The first is the prominent role that Libyans have been playing in recent times inside the al Qaeda structure and on its periphery. It is interesting to note that, in the CTC-West Point study of foreign fighters in Iraq Libyans were second only to Saudis (19 percent to 41 percent) in the number of people sent to fight.

"The obvious discrepancy between previous studies of Iraqi foreign fighters and the Sinjar Records is the percentage of Libyan fighters. No previous study has indicated that more than 4 percent of fighters were Libyan. Indeed, a June 2005 report by NBC quoted a U.S. government source indicating that Libya did not make a top ten list of origin nationalities for foreign fighters in Iraq."

As the study noted, Libya "contributed far more fighters per capita than any other nationality, (in the documents studied) including Saudi Arabia."

The report further noted that "The apparent surge in Libyan recruits traveling to Iraq may be linked the Libyan Islamic Fighting Group’s (LIFG) increasingly cooperative relationship with al‐Qa’ida, which culminated in the LIFG officially joining al‐Qa’ida on November 3, 2007."

This alliance was engineered by al-Libi, and seems to have paid almost immediate dividends for both the core al Qaeda in Afghanistan/Pakistan, and the Iraqi jihadis.
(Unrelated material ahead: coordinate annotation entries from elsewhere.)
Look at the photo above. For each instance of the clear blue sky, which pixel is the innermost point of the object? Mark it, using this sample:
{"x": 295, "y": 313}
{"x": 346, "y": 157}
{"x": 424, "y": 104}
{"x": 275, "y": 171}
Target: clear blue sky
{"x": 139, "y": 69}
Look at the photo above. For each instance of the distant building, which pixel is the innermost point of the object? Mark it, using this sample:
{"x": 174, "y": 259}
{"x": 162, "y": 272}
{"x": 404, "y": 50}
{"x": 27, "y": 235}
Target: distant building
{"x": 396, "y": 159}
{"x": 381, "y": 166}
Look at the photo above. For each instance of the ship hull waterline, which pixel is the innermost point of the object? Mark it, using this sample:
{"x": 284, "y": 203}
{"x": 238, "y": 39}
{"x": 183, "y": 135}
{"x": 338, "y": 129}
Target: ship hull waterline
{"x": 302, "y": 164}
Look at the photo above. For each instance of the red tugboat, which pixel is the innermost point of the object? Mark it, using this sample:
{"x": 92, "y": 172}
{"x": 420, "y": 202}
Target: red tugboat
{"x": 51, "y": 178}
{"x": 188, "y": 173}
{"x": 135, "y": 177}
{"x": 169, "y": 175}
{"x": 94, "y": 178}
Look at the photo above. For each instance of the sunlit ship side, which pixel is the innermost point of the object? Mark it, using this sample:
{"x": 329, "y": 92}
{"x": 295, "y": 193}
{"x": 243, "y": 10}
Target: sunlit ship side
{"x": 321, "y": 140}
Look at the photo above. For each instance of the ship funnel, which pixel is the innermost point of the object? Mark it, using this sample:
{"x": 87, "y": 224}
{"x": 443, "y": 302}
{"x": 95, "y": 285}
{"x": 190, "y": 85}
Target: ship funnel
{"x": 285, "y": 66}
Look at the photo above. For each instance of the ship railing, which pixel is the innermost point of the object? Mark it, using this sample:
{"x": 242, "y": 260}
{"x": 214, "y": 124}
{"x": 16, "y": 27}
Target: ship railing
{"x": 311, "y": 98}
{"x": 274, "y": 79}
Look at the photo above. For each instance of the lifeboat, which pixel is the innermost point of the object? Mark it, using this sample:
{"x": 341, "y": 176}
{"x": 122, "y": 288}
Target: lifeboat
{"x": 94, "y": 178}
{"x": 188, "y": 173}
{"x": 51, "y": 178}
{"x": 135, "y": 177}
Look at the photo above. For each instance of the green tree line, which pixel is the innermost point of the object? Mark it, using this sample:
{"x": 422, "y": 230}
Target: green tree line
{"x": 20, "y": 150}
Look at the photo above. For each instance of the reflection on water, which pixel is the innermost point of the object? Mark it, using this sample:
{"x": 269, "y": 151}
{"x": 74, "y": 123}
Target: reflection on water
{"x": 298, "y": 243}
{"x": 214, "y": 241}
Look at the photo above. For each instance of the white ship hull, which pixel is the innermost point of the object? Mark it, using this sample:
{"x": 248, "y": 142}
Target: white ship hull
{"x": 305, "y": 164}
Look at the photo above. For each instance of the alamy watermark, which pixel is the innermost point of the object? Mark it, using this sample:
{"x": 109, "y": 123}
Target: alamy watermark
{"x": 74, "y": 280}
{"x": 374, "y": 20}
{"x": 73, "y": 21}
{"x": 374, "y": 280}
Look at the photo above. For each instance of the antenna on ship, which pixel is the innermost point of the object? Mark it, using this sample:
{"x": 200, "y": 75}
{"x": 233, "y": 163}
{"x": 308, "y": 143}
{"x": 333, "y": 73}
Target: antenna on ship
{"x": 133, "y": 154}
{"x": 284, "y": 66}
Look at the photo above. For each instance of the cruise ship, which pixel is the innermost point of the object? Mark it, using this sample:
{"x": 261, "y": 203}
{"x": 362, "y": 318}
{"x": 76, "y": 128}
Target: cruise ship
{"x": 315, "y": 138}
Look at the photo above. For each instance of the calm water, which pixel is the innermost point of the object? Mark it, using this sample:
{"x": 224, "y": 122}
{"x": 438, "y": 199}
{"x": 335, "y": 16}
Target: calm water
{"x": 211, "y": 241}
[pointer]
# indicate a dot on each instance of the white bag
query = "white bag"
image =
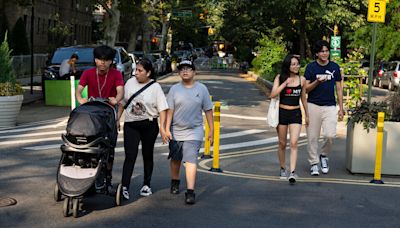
(273, 113)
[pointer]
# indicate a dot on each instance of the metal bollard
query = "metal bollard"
(379, 144)
(73, 102)
(207, 143)
(217, 124)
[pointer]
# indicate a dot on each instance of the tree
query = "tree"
(111, 20)
(388, 31)
(19, 41)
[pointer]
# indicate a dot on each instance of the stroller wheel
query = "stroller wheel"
(66, 206)
(57, 193)
(75, 207)
(118, 195)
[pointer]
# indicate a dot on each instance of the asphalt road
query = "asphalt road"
(247, 194)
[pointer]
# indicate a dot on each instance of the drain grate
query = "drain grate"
(7, 201)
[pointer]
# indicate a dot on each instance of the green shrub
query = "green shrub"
(270, 53)
(8, 85)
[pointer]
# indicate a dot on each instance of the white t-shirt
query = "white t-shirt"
(146, 105)
(64, 67)
(188, 105)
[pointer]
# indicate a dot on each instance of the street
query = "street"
(248, 193)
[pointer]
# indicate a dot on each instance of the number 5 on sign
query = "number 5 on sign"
(376, 11)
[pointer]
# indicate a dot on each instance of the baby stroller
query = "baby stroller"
(88, 149)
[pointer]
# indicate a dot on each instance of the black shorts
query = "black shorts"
(287, 117)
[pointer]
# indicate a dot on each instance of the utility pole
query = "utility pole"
(32, 32)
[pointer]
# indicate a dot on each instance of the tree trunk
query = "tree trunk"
(164, 31)
(147, 32)
(111, 23)
(169, 41)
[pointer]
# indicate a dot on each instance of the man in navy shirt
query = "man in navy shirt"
(322, 77)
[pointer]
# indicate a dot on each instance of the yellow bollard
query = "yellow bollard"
(217, 124)
(379, 144)
(207, 143)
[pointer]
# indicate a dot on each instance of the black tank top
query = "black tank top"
(291, 95)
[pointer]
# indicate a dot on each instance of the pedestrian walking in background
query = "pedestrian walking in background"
(103, 82)
(290, 87)
(141, 123)
(67, 67)
(322, 76)
(187, 100)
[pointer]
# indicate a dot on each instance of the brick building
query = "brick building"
(76, 14)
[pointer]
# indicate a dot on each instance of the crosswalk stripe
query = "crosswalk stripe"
(54, 146)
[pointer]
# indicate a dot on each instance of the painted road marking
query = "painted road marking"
(204, 168)
(222, 147)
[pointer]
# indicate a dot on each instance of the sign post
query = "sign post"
(376, 14)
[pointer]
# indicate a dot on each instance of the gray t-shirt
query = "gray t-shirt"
(188, 105)
(64, 67)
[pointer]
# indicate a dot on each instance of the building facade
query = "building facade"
(47, 15)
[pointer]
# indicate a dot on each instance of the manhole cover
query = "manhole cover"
(7, 201)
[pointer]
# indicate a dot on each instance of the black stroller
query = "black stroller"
(87, 151)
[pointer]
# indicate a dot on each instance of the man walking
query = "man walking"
(322, 76)
(184, 126)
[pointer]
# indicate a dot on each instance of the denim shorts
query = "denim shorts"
(186, 151)
(287, 117)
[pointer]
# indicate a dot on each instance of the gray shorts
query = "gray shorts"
(186, 151)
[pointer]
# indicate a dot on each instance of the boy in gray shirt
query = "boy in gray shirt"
(184, 125)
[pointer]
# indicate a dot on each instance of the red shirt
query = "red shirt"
(98, 87)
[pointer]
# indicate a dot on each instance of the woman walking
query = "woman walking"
(141, 123)
(289, 86)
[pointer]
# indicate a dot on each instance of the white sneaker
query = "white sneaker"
(282, 174)
(292, 177)
(125, 193)
(314, 170)
(324, 164)
(145, 191)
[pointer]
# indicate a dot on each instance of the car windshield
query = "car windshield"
(85, 55)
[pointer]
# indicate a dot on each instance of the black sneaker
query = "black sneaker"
(175, 186)
(190, 197)
(292, 178)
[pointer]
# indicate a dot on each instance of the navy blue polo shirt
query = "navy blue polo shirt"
(324, 93)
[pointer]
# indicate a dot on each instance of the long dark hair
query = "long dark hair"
(285, 68)
(148, 66)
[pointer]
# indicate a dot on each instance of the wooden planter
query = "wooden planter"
(9, 110)
(361, 149)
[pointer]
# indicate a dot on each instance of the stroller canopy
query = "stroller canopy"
(94, 118)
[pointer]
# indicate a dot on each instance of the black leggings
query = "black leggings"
(145, 131)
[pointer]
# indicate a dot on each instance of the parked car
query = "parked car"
(133, 57)
(122, 62)
(156, 66)
(161, 62)
(182, 54)
(379, 69)
(391, 76)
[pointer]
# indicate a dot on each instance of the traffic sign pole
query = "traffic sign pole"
(371, 61)
(376, 13)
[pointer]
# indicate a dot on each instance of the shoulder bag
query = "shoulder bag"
(138, 92)
(273, 112)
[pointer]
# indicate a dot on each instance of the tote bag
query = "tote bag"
(273, 113)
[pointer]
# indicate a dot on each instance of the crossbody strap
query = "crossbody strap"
(137, 93)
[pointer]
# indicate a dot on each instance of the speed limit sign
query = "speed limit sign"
(376, 11)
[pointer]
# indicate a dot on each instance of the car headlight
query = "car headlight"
(120, 68)
(49, 74)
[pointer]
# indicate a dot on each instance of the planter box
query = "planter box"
(9, 110)
(361, 149)
(58, 92)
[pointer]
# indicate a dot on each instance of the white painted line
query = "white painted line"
(32, 134)
(241, 133)
(27, 129)
(244, 117)
(120, 139)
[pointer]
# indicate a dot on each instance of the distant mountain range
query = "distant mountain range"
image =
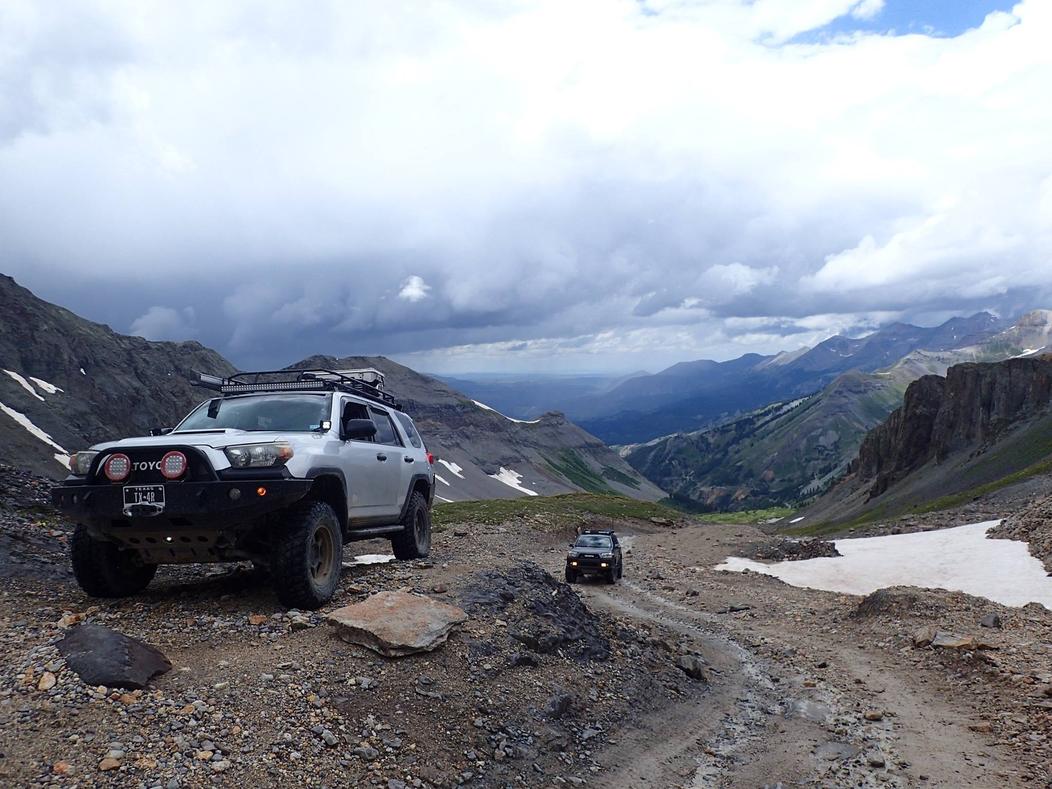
(694, 395)
(66, 383)
(791, 450)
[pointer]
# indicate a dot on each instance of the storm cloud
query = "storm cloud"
(604, 184)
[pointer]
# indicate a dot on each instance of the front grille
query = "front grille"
(145, 465)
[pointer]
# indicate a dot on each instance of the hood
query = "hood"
(214, 439)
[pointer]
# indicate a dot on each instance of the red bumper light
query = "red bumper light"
(173, 465)
(117, 467)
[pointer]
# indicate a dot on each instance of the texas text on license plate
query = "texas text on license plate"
(143, 494)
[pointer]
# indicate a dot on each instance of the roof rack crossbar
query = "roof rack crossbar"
(302, 380)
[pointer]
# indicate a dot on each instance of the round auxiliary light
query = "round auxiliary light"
(174, 465)
(117, 467)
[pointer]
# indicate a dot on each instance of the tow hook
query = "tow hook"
(143, 510)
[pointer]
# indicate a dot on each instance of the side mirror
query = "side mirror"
(358, 429)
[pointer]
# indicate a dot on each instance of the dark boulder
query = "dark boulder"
(103, 656)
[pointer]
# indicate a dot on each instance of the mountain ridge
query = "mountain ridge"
(66, 383)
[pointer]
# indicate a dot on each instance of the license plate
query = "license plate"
(143, 494)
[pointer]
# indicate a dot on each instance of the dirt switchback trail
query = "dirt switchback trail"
(790, 703)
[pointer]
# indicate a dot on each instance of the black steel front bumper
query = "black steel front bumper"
(587, 564)
(198, 504)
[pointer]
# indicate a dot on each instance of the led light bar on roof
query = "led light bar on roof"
(276, 386)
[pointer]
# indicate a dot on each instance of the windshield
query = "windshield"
(593, 541)
(282, 412)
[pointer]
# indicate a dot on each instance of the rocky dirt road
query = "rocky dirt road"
(678, 676)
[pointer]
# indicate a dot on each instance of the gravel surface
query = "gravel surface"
(678, 675)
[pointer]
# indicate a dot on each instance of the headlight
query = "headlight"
(255, 456)
(80, 463)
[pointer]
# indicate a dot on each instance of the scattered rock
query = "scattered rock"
(103, 656)
(887, 602)
(991, 620)
(692, 666)
(835, 751)
(397, 623)
(559, 705)
(924, 636)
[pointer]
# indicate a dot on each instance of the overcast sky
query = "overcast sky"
(501, 185)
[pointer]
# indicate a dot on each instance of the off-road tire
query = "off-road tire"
(307, 557)
(104, 570)
(415, 539)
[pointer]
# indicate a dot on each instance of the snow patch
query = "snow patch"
(25, 385)
(959, 559)
(512, 480)
(453, 468)
(509, 419)
(62, 456)
(49, 388)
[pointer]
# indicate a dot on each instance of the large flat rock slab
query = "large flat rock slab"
(396, 623)
(103, 656)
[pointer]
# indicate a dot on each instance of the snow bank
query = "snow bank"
(511, 479)
(509, 419)
(25, 385)
(49, 388)
(959, 559)
(62, 456)
(453, 468)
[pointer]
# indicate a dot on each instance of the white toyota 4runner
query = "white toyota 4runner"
(281, 468)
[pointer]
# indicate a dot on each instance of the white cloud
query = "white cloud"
(867, 8)
(165, 323)
(542, 170)
(413, 289)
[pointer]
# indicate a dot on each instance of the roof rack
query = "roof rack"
(365, 383)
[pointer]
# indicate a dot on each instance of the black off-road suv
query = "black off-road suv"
(594, 552)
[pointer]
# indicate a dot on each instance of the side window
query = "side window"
(410, 429)
(385, 428)
(355, 410)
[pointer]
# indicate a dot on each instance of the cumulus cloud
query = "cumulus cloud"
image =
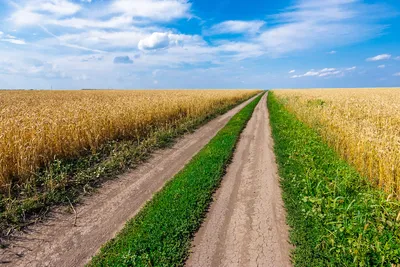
(236, 26)
(123, 60)
(379, 57)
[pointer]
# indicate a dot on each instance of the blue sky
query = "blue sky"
(73, 44)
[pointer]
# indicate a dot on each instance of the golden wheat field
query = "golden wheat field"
(362, 125)
(38, 126)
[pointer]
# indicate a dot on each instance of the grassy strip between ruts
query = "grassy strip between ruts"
(337, 217)
(160, 235)
(65, 181)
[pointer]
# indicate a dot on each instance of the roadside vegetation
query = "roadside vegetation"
(161, 233)
(85, 137)
(362, 125)
(337, 217)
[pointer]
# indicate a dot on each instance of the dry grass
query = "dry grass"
(37, 127)
(363, 125)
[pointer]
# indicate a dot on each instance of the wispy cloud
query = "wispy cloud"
(11, 39)
(326, 72)
(236, 26)
(379, 57)
(123, 60)
(314, 24)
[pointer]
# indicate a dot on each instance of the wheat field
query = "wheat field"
(362, 125)
(37, 127)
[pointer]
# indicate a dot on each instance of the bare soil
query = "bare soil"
(246, 223)
(57, 242)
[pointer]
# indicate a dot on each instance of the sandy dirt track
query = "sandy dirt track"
(56, 242)
(246, 224)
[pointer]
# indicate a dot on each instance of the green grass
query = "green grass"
(66, 180)
(336, 217)
(160, 235)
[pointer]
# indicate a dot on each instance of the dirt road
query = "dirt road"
(246, 222)
(56, 242)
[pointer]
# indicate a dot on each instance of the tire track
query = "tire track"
(56, 242)
(246, 224)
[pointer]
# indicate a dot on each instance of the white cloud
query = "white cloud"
(314, 24)
(34, 12)
(237, 26)
(160, 40)
(379, 57)
(11, 39)
(326, 72)
(160, 10)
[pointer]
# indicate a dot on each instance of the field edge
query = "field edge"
(337, 217)
(161, 233)
(82, 175)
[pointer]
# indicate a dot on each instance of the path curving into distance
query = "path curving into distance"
(56, 242)
(246, 223)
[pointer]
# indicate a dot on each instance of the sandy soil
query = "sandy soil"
(56, 242)
(246, 222)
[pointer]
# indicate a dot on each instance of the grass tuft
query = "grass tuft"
(160, 235)
(66, 180)
(337, 217)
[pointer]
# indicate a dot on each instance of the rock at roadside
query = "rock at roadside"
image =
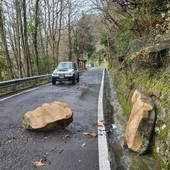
(140, 124)
(49, 116)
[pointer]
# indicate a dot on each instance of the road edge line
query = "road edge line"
(104, 163)
(20, 93)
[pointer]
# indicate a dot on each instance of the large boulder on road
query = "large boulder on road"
(47, 117)
(140, 123)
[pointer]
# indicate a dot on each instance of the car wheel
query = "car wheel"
(74, 79)
(53, 81)
(78, 79)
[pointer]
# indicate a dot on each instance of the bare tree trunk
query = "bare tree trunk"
(27, 52)
(4, 41)
(59, 30)
(18, 37)
(35, 35)
(69, 31)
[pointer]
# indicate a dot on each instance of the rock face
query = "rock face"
(49, 116)
(140, 124)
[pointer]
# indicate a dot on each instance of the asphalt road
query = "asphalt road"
(59, 149)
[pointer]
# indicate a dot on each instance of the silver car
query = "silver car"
(65, 71)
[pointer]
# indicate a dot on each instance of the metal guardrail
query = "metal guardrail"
(24, 80)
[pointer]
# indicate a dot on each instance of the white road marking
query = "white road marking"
(20, 93)
(104, 163)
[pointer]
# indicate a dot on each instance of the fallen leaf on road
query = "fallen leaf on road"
(97, 125)
(66, 136)
(83, 145)
(38, 163)
(41, 162)
(91, 134)
(11, 138)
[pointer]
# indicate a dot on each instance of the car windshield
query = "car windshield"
(65, 66)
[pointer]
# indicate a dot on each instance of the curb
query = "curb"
(104, 163)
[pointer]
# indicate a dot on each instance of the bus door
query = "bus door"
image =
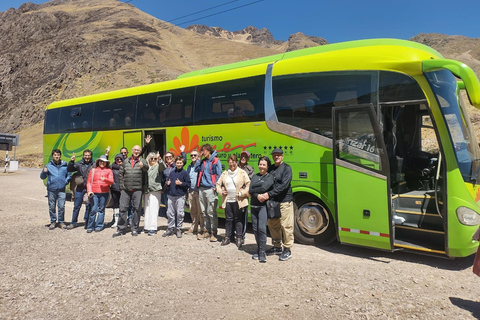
(158, 142)
(131, 138)
(362, 193)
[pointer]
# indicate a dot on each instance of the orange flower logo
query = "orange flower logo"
(185, 140)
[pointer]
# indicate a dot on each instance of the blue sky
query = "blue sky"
(336, 21)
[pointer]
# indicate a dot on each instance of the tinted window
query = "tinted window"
(306, 100)
(398, 87)
(115, 114)
(162, 109)
(76, 118)
(238, 100)
(51, 121)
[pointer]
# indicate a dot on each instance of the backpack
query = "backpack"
(214, 176)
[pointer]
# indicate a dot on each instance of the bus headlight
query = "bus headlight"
(467, 216)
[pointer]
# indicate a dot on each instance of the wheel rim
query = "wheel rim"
(312, 218)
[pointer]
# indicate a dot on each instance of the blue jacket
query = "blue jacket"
(210, 172)
(180, 190)
(58, 176)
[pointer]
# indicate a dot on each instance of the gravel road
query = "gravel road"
(64, 274)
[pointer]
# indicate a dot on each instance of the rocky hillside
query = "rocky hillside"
(262, 37)
(65, 48)
(459, 48)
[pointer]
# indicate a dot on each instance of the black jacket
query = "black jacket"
(83, 168)
(132, 177)
(282, 189)
(258, 185)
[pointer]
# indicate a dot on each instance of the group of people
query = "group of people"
(156, 180)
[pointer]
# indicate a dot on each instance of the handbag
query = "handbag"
(273, 209)
(86, 198)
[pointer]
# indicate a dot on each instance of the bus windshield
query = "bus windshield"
(461, 132)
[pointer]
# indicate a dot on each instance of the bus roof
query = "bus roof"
(245, 69)
(315, 50)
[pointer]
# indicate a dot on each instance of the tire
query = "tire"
(313, 223)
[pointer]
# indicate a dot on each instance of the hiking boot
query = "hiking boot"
(274, 250)
(118, 234)
(167, 233)
(286, 254)
(262, 257)
(239, 242)
(203, 235)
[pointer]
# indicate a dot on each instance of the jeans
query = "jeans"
(56, 198)
(99, 201)
(233, 218)
(281, 229)
(195, 211)
(127, 198)
(208, 202)
(77, 205)
(259, 224)
(175, 212)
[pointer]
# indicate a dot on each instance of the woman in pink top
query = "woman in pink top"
(99, 181)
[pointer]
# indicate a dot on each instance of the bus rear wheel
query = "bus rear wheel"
(313, 224)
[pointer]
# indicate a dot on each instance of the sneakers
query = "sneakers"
(213, 238)
(118, 234)
(239, 242)
(274, 250)
(286, 254)
(262, 257)
(167, 233)
(204, 235)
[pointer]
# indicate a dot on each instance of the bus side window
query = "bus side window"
(238, 100)
(51, 121)
(113, 114)
(76, 118)
(306, 100)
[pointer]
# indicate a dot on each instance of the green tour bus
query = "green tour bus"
(376, 132)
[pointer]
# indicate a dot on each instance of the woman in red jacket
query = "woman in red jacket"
(99, 181)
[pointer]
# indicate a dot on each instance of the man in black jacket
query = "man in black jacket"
(281, 229)
(131, 178)
(82, 168)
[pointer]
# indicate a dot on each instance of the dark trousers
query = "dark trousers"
(233, 217)
(127, 199)
(259, 224)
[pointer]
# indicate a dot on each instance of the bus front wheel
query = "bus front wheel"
(313, 224)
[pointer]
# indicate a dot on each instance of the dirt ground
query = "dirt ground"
(63, 274)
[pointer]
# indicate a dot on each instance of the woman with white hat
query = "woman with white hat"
(99, 181)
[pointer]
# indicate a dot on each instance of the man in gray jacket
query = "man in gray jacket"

This inter-connectivity now between the groups-the ability to transfer technology, training and recruits among different fronts-is one of the most dangerous developments of the past 12-18 months.

As the NEFA Foundation translation of the ode to al-Libi noted, he was responsible for the recruitment and training of many jihadists.

European analysts who have reviewed the same documents pointed out that almost all of the Libyans whose documents were found come from the same small area of Libya, essentially one city of fewer than 100,000 people.

The second connection of interest comes in the communication and face-to-face meeting between al-Libi and Libyan officials, who are trying to reach a truce with the group.

Gadaffi may have paid his way into international respectability because of the oil reserves he sits on, but at heart remains staunchly anti-Western, pan-Islamic and pan-Africanist.

Not that these concepts and beliefs can reside in his mind as whole process without deep internal contradictions. But it does mean that he will act for his own best interests, even if it means helping (or at least reapproachment) with his enemies if it serves the various agendas in his mind-the primary being his own private interests.

The third connection, and the most obvious one, is the ongoing, public ties between senior leaders of the jihadist movements and the Pakistani political establishment and intelligence services. That is the life blood of much of the jihadist movement, and until that is cut, it matters little how much we fiddle around the edges of the problem.